Segundo os advogados, a pistola era “arma regularmente registrada” e já se encontrava, antes da condenação e do início do cumprimento da pena, na residência do Peticionário. A sustentação da defesa é a de que não há configuração de “falta grave”, prevista na Lei de Execuções Penais e citada por Moraes no pedido de manifestação à Procuradoria-Geral da República (PGR).
A arma foi apreendida com um militar do Exército durante uma blitz da Polícia Militar no Distrito Federal na última segunda-feira (15). A defesa afirmou ainda que, em nenhum momento, houve ordem de apreensão ou de devolução da arma e que o registro permaneceu válido perante os órgãos competentes durante todo o período. Os advogados também apontaram que Bolsonaro não foi comunicado sobre eventual cassação do registro ou sobre o início de processo administrativo para tal, o que, na avaliação da defesa, tornaria legítima a manutenção do armamento.
Pedido à PGR
Na quarta-feira (24), o ministro Alexandre de Moraes solicitou à PGR um posicionamento em 48 horas sobre a existência de “falta grave” na apreensão. Moraes citou trecho da Lei de Execuções Penais: “Comete falta grave o condenado à pena privativa de liberdade que ‘possuir, indevidamente, instrumento capaz de ofender a integridade física de outrem’”.
Em depoimento à Polícia Civil, Bolsonaro teria admitido a propriedade da arma apreendida e declarado que ela estava em sua residência durante o cumprimento da prisão domiciliar. Ao delegado, segundo o documento, o ex-presidente teria dito que “tinha três mulheres em casa” e que “não podia ficar desarmado”.
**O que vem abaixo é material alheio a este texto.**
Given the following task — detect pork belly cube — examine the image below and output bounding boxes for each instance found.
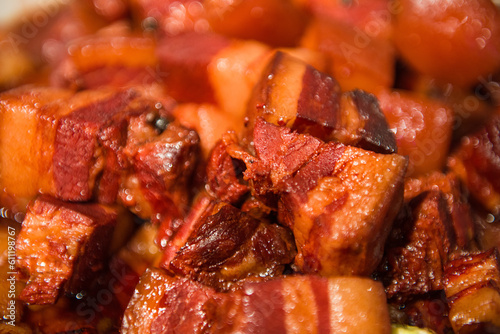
[0,86,164,211]
[207,276,391,333]
[203,0,308,46]
[121,268,216,334]
[121,269,391,334]
[244,52,396,153]
[52,89,158,204]
[444,248,500,333]
[16,196,117,304]
[165,203,296,291]
[205,140,250,204]
[119,122,200,222]
[300,16,395,93]
[0,86,72,211]
[448,114,500,215]
[376,91,454,177]
[404,171,475,249]
[245,120,406,276]
[380,191,456,302]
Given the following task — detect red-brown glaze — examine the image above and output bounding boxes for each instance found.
[16,196,116,304]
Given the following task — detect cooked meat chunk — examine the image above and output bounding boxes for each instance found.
[244,51,397,153]
[16,196,117,304]
[404,171,474,249]
[380,191,455,301]
[445,248,500,333]
[122,269,391,334]
[121,268,215,334]
[206,140,249,204]
[165,203,296,290]
[120,122,200,222]
[238,119,406,275]
[0,86,168,204]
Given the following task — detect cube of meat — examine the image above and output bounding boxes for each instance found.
[404,171,474,249]
[237,119,406,275]
[206,140,249,204]
[165,203,296,291]
[119,122,200,222]
[121,268,216,334]
[0,86,72,211]
[0,86,168,211]
[16,196,117,304]
[122,269,391,334]
[207,276,391,334]
[244,51,396,153]
[380,191,456,301]
[444,248,500,333]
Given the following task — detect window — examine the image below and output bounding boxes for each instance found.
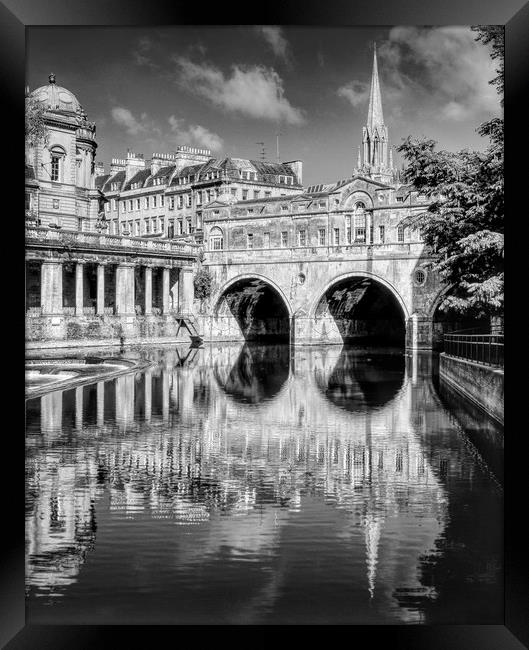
[354,203,366,242]
[209,226,224,251]
[51,155,61,181]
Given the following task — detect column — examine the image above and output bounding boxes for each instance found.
[116,264,134,316]
[178,268,194,314]
[162,267,170,314]
[145,266,152,314]
[40,260,62,314]
[96,264,105,314]
[75,262,84,316]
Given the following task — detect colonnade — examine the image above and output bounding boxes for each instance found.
[28,259,194,316]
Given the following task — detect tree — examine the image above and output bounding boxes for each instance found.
[398,26,504,316]
[26,97,48,147]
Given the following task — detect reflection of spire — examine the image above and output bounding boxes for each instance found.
[364,514,382,598]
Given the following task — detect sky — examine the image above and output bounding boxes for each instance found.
[26,25,502,186]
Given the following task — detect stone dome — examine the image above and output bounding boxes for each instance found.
[31,74,82,114]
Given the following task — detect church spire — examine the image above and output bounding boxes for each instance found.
[367,43,384,132]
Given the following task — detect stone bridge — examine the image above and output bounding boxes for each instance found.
[201,241,443,349]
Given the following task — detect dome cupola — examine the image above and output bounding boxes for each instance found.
[31,73,82,114]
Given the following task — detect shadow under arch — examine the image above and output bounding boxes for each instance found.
[312,272,409,348]
[213,275,292,343]
[315,346,405,413]
[213,343,290,404]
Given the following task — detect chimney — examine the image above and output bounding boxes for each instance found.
[125,151,145,182]
[281,160,303,185]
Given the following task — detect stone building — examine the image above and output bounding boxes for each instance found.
[203,51,443,349]
[95,145,302,242]
[26,75,198,344]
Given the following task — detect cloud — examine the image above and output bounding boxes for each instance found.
[111,106,147,135]
[379,26,500,121]
[336,80,370,107]
[168,115,224,151]
[255,25,291,63]
[337,26,500,122]
[174,57,305,125]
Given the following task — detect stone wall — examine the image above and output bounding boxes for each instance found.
[439,353,504,424]
[26,315,193,343]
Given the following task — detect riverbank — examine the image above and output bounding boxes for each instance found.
[439,352,504,424]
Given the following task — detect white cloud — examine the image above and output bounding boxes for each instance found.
[379,26,500,120]
[336,80,370,107]
[111,106,147,135]
[174,57,305,125]
[255,25,291,63]
[168,115,224,151]
[337,26,500,123]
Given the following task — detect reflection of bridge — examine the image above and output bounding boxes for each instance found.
[28,346,470,616]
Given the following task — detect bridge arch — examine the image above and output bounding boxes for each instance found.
[309,270,410,346]
[212,273,292,342]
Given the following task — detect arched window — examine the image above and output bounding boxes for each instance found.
[50,146,66,182]
[354,202,366,242]
[209,226,224,251]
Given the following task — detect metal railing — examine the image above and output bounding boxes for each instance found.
[444,334,503,368]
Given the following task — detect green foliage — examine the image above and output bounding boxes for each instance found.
[26,97,48,147]
[193,267,213,300]
[398,26,504,316]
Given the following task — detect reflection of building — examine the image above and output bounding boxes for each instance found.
[28,347,457,612]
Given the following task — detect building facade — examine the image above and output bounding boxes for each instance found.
[26,75,199,345]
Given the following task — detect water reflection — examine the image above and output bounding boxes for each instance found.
[26,345,502,623]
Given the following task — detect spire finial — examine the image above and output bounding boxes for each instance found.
[367,42,384,129]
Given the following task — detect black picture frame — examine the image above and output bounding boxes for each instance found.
[5,0,529,650]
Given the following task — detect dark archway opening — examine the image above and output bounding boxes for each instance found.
[315,278,406,347]
[216,278,290,343]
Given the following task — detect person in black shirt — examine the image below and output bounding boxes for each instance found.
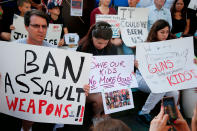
[77,21,117,125]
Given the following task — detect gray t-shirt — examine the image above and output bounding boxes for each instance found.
[16,38,53,47]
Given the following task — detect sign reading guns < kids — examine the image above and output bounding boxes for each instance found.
[45,24,62,47]
[11,15,62,47]
[96,15,120,38]
[136,37,197,93]
[0,42,92,125]
[118,7,149,47]
[89,55,138,93]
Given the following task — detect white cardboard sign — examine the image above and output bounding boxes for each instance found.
[118,7,149,47]
[102,88,134,114]
[45,24,62,47]
[136,37,197,93]
[96,15,120,38]
[89,55,138,93]
[0,42,92,125]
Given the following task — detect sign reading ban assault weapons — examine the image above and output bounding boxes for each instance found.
[0,42,92,125]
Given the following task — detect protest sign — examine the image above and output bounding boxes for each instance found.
[96,15,120,38]
[11,15,62,46]
[136,37,197,93]
[11,14,27,41]
[102,88,134,114]
[70,0,83,16]
[45,24,62,47]
[89,55,138,93]
[0,42,92,125]
[64,33,79,45]
[118,7,149,47]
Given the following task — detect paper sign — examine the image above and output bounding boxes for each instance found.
[96,15,120,38]
[11,15,62,47]
[70,0,83,16]
[0,42,92,125]
[11,14,28,41]
[89,55,138,93]
[118,7,149,47]
[45,24,62,47]
[188,0,197,10]
[102,88,134,114]
[64,33,79,45]
[136,37,197,93]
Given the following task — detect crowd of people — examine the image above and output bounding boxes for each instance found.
[0,0,197,131]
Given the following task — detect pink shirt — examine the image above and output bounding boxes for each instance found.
[90,7,116,26]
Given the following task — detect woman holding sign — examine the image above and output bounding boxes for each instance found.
[90,0,116,25]
[77,21,117,124]
[135,20,179,124]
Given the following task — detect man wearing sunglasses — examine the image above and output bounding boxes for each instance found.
[17,10,51,47]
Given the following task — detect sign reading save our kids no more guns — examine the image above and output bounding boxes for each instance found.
[136,37,197,93]
[0,42,92,125]
[89,55,138,93]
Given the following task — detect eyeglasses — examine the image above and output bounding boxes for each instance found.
[95,25,111,30]
[29,24,47,30]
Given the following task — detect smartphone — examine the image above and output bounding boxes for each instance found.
[162,97,178,125]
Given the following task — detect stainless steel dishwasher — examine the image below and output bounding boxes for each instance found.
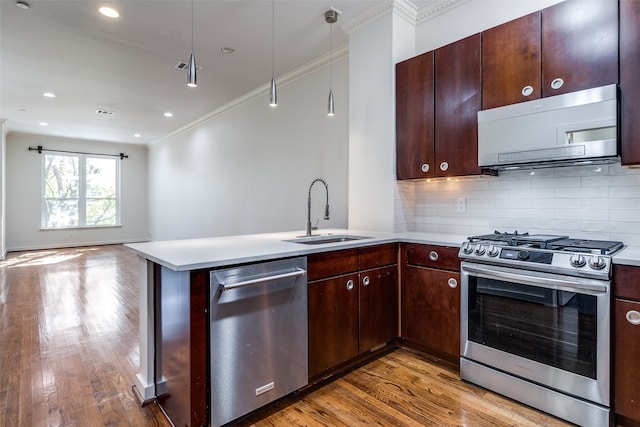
[210,257,308,426]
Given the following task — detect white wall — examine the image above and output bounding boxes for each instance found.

Na quinta-feira (25), o procurador-geral da República, Paulo Gonet, pediu ao STF que aguarde a conclusão do inquérito da Polícia Civil do Distrito Federal, afirmando que o caso está em fase inicial de apurações e que, até o momento, não há elementos que evidenciem falta disciplinar ou descumprimento das cautelares impostas ao condenado.
Depoimento e investigação
Bolsonaro prestou depoimento à Polícia Civil na terça-feira (23). Conforme o registro, a arma é uma pistola Glock 9mm de propriedade do ex-presidente e estava no veículo de um militar vinculado ao Gabinete de Segurança Institucional (GSI), atualmente lotado na Casa Civil para atuar na segurança de ex-presidentes. A apreensão ocorreu porque o armamento não estava acompanhado do certificado de registro.
Investigadores ouvidos pela TV Globo indicaram que, conforme os elementos colhidos no inquérito, a conduta de Bolsonaro e do militar pode configurar infração administrativa — por transporte sem a documentação exigida — ou eventual violação do Estatuto do Desarmamento, que prevê pena de três a seis anos de prisão e multa para quem mantiver arma de uso restrito sem autorização ou em desacordo com a lei.
Bolsonaro cumpre, desde novembro do ano passado, pena de 27 anos e três meses por ter sido considerado líder de organização criminosa que tentou manter o ex-presidente no poder após a derrota nas eleições de 2022.